I hope no-one is offended by this post as I mean it in good spirit, but tomorrow I have to travel from Glasgow to Skye. This involves a five hour train, 40min boat and 30min bus. A similar return trip on Sunday. Now the problem is that, none of these things scare me. Not one bit. In fact I love boat journeys. The bouncing on the waves. Ever since I was about 4 and we ant on my first ferry trip. I have always loved it. Now the strange thing is that if I think about it, the movement of the boat on the water can be similar to that of a plane. But I never worry on the boat even when I sit inside and can't see where I am going. Funny that right? I guess at some point in my younger days I learned to love sailing. Or at least never learned to fear it. And I guess it must be learnt because surely nobody is born loving sailing. Just as nobody is born loving flying. Just at some point things happen that turn your learning one way or the other.

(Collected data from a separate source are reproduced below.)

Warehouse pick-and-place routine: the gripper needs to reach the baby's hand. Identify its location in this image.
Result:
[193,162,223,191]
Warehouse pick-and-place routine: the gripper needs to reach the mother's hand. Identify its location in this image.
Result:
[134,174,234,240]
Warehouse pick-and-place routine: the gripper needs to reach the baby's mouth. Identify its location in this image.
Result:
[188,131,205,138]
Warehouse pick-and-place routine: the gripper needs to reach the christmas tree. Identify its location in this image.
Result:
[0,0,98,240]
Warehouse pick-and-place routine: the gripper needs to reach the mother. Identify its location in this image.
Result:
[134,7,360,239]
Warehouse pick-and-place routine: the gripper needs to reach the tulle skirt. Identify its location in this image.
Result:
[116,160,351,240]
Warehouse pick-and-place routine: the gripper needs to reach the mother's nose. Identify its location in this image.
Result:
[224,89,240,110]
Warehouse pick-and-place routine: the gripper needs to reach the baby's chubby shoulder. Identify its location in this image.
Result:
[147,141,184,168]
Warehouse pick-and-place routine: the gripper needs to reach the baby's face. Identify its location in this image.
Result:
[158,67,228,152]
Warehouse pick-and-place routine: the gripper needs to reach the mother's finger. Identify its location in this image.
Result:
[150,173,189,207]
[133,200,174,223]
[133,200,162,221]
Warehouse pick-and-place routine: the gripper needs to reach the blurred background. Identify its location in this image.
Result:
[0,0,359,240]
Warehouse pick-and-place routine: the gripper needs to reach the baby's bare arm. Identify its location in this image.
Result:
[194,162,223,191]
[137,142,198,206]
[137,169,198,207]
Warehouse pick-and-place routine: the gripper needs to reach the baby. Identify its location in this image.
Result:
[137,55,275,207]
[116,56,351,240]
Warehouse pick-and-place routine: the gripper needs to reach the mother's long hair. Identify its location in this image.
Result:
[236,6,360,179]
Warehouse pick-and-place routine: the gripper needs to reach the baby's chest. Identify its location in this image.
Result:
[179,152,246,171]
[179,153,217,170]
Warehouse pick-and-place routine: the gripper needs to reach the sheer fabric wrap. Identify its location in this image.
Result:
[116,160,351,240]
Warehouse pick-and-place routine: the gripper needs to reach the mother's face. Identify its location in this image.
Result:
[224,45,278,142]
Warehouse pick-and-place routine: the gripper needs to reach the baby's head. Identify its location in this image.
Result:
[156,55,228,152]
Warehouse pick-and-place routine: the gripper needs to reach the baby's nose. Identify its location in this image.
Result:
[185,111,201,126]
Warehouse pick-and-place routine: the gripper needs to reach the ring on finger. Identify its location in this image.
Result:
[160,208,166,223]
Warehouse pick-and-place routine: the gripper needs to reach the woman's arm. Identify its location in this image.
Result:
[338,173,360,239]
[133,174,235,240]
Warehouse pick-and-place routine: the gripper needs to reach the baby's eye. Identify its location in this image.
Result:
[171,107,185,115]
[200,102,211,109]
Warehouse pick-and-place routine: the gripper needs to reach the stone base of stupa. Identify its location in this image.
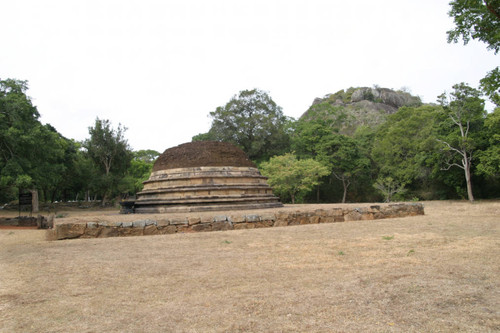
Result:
[133,141,283,213]
[134,166,283,213]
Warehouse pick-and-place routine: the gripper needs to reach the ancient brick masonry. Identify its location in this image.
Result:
[48,203,424,240]
[134,141,282,213]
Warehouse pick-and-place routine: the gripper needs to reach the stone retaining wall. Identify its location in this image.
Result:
[47,203,424,240]
[0,215,54,229]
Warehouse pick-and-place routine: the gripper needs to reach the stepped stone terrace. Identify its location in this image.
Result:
[134,141,283,213]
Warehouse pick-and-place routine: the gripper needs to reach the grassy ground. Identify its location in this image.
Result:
[0,201,500,332]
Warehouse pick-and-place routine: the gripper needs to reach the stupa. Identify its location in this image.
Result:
[134,141,283,213]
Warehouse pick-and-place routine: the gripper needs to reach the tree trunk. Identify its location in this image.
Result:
[462,152,474,202]
[342,176,351,203]
[30,190,39,214]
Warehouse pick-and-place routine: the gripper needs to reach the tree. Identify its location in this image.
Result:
[373,177,406,202]
[260,153,330,204]
[477,108,500,177]
[437,83,486,202]
[480,67,500,107]
[447,0,500,105]
[0,79,74,201]
[447,0,500,54]
[317,134,370,203]
[193,89,291,161]
[83,118,132,205]
[371,105,442,200]
[122,149,160,194]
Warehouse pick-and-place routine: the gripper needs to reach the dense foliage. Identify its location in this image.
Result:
[0,79,159,204]
[193,89,290,161]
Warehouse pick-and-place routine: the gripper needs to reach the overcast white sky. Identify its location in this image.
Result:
[0,0,500,152]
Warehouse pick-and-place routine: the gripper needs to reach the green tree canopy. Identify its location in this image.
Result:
[193,89,291,161]
[448,0,500,105]
[0,79,75,201]
[438,83,486,201]
[83,118,132,205]
[260,153,330,203]
[448,0,500,53]
[477,108,500,178]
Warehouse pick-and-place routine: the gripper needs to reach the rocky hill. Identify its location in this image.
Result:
[300,87,422,135]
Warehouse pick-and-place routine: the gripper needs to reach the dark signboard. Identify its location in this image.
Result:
[19,192,33,206]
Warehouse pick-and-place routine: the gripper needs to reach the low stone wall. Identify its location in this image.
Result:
[0,215,54,229]
[47,203,424,240]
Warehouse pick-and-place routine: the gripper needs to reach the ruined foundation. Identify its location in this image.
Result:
[47,203,424,240]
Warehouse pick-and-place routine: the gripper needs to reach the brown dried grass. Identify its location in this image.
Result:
[0,201,500,332]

Now being a psychologist I know that, though things may never truly be forgotten, (i.e. maybe there will always be that little bit of doubt,) we can definately learn to behave and believe in different ways given the right knowledge and a little bit of motivation. So I think basically what I am trying to say is that somewhere along the line, I guess we started inadvertently learning to fear flying. But the good news is that nothing stops us from learning a different perspective. I suppose if I really wanted I could learn to fear sailing, but I choose not to. I love the bumps too much. ;-)

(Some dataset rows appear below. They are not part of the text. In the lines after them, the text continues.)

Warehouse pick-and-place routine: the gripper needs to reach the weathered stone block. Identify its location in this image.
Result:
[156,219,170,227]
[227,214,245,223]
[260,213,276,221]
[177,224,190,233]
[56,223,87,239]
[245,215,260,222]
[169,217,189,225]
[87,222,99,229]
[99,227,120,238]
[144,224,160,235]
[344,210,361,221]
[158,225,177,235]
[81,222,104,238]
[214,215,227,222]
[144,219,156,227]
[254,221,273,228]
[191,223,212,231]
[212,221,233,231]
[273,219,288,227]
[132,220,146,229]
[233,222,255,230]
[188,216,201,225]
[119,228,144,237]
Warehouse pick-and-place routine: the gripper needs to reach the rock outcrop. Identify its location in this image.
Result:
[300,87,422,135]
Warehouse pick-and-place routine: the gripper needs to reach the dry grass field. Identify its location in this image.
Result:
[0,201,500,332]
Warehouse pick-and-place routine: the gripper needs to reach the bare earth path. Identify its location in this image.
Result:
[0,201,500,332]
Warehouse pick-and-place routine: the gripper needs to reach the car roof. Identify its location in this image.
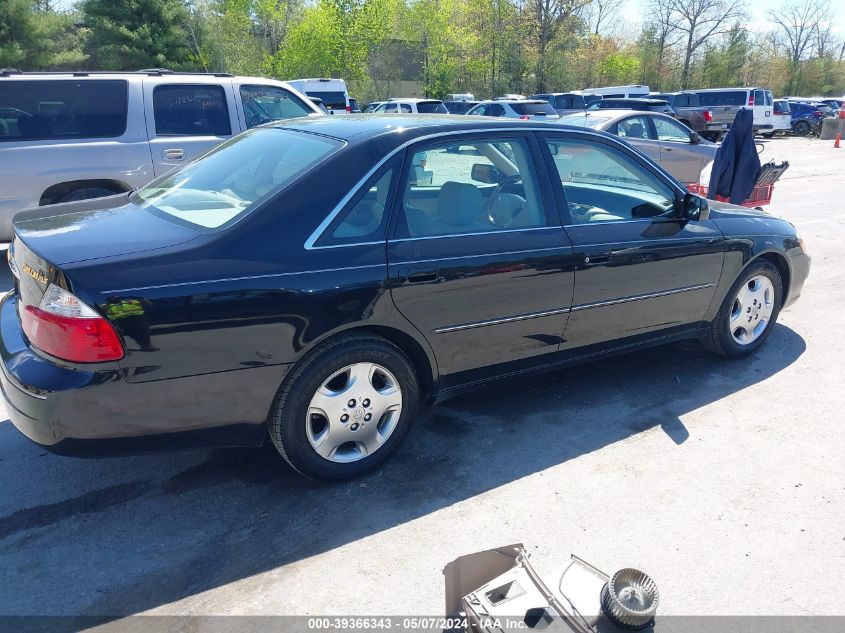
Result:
[270,114,572,144]
[478,99,548,105]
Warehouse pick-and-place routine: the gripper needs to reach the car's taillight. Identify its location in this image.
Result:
[21,284,123,363]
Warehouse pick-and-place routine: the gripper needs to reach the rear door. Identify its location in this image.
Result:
[754,89,772,129]
[144,77,240,176]
[388,132,573,388]
[543,132,724,349]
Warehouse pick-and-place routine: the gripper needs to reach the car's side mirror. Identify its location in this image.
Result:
[470,163,502,185]
[682,193,710,221]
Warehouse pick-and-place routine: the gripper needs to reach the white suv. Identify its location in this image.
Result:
[0,70,323,241]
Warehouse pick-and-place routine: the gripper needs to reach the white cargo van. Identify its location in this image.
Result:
[580,85,651,99]
[287,78,352,114]
[0,69,323,241]
[688,88,774,134]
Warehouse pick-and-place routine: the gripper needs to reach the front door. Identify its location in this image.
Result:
[546,133,724,349]
[388,132,573,388]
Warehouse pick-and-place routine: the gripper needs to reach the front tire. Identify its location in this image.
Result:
[268,335,419,481]
[701,261,783,358]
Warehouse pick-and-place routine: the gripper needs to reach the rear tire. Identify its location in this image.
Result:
[268,335,419,481]
[700,260,783,358]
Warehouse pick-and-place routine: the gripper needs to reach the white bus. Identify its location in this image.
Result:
[287,78,352,114]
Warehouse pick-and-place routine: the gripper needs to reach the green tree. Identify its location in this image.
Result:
[81,0,196,70]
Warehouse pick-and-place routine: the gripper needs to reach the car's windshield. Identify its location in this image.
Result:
[132,128,342,228]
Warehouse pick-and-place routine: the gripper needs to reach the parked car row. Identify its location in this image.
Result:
[0,70,324,241]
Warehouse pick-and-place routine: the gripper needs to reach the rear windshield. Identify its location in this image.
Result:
[510,103,557,115]
[132,128,343,229]
[698,90,748,106]
[417,101,449,114]
[0,79,127,142]
[305,90,346,110]
[560,113,611,128]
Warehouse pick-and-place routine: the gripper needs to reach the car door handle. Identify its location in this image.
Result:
[584,252,610,266]
[408,268,439,284]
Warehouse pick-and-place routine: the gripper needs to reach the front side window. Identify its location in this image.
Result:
[698,90,748,106]
[153,84,232,136]
[132,128,343,228]
[397,139,547,238]
[417,101,449,114]
[547,139,675,224]
[0,79,127,142]
[616,116,651,139]
[652,116,690,143]
[240,85,313,128]
[555,95,578,110]
[305,90,346,110]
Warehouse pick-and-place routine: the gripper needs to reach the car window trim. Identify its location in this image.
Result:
[315,160,402,248]
[387,128,561,242]
[150,83,231,138]
[303,124,588,251]
[535,130,689,229]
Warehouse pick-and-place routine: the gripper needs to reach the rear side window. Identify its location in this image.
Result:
[241,86,313,127]
[698,90,748,106]
[305,90,346,110]
[132,128,343,229]
[0,79,127,142]
[417,101,449,114]
[510,103,557,115]
[153,84,232,136]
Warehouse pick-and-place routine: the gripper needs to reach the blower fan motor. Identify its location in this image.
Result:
[601,567,660,630]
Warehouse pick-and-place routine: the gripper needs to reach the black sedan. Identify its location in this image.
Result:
[0,116,809,480]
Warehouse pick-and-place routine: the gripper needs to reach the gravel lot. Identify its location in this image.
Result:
[0,138,845,615]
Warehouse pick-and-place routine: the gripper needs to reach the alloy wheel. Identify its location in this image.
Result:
[729,275,775,345]
[305,362,402,464]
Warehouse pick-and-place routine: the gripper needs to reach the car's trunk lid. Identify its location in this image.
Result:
[8,197,200,306]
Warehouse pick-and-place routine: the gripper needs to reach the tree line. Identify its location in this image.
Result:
[0,0,845,102]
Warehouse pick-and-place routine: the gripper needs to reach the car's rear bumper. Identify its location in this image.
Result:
[0,294,287,454]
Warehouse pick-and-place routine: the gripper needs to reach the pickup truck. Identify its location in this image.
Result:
[649,92,716,141]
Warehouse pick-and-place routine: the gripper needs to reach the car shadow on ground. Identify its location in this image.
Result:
[0,325,805,616]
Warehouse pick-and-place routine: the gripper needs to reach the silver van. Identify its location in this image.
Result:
[0,69,322,241]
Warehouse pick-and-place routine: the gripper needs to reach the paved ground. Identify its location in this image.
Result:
[0,139,845,615]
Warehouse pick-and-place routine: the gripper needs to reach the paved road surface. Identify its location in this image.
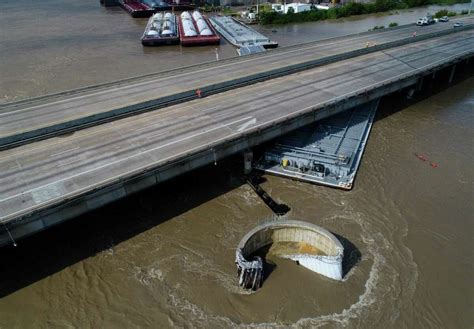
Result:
[0,30,474,222]
[0,17,474,144]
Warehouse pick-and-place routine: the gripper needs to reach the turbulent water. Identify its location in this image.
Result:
[0,0,474,328]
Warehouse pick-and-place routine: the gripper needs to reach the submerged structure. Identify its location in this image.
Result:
[235,220,344,290]
[210,16,278,52]
[254,99,379,190]
[141,13,179,46]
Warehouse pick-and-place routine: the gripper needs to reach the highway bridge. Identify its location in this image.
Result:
[0,18,474,245]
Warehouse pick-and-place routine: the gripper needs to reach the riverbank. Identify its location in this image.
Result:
[259,0,470,25]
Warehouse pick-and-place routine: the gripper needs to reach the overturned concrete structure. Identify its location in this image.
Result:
[235,220,344,290]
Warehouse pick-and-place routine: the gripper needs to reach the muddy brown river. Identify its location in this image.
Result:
[0,0,474,329]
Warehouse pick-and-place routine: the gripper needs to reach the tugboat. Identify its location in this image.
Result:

All the best everyone with continuing to face our fear
My first thoughts were, as Keith says, we can see water but not air and seeing is believing!! The one thing that has helped me is Keith's comment that the aircraft is floaiting on a cushion of air! My predominant thought was that we "float" in the air by some miracle. Listening to the audio course night after night has helped me realise travelling through air is the same as going over a bumpy road or bobbing over the sea - not smooth!!!!